Butoh dancing, Pink explained, was an avant garde reaction to Western and Eastern styles of dance in the 60s.

“It has a lot to do with embodiment, using different kinds of visualization to create movement,” Pink said. “I’m not using those techniques directly in this work, but I think there’s definitely influences there.”

The Zen influence has more to do with Pink’s mindset as he creates his sound drawings.

“For me it’s a kind of meditation,” he said. “It’s definitely a frame of mind, getting into a kind of flow, and responding to the sound, responding to the visual, responding to the touch.”

The concept of sound drawings came about as Pink and some dancers worked in a Towson studio, bouncing ideas off each other. It began with the notion of blind contour drawing—looking at the  subject, not the paper, as you trace its image—and evolved into the artist closing their eyes to draw the dancer, relying only on a collaborator’s touch to “see” the movement of the dancer.

“If somebody over there is dancer, and I’m the drawer here with the paper and pencil, and there’s somebody behind me looking at the dancer and touching my body, it’s through that touch that I receive information and decide how to mark the paper,” Pink said. “We started to realize a lot of what we were doing was about how you translate different kinds of art forms. I’m interested in like, how do I capture the feeling of the dancer, the feeling of the sound on paper and drawing.”

Pink also sought to combine visual artistry with dance through the creation of Baltimore’s Akimbo Festival, a “site-specific” dance festival that Pink co-founded about six years ago with adjunct Towson faculty member Nicole Martinell.

The free festival occurs around September in Station North, and has involved about 28 local dance companies.

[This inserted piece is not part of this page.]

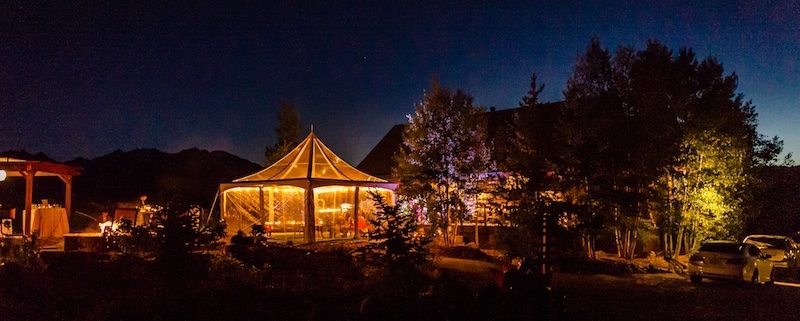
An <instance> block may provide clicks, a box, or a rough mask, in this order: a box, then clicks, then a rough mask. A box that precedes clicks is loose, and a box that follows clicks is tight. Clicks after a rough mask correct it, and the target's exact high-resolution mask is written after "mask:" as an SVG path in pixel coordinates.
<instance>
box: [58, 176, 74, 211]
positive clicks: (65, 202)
mask: <svg viewBox="0 0 800 321" xmlns="http://www.w3.org/2000/svg"><path fill="white" fill-rule="evenodd" d="M58 178H60V179H61V181H62V182H64V209H66V210H67V217H68V218H69V217H72V176H69V175H59V176H58Z"/></svg>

The idea is that audience members can walk all over the neighborhood and “discover dance in unexpected places.”

Currently, Pink is working on a performance art piece for the EMP Collective in Baltimore, that will incorporate his sound drawings and dancers over the course of a weekend.

“I’m hoping to break down those kind of performance norms,” Pink said. “I want to create a space where the audience can come in and have an experience.”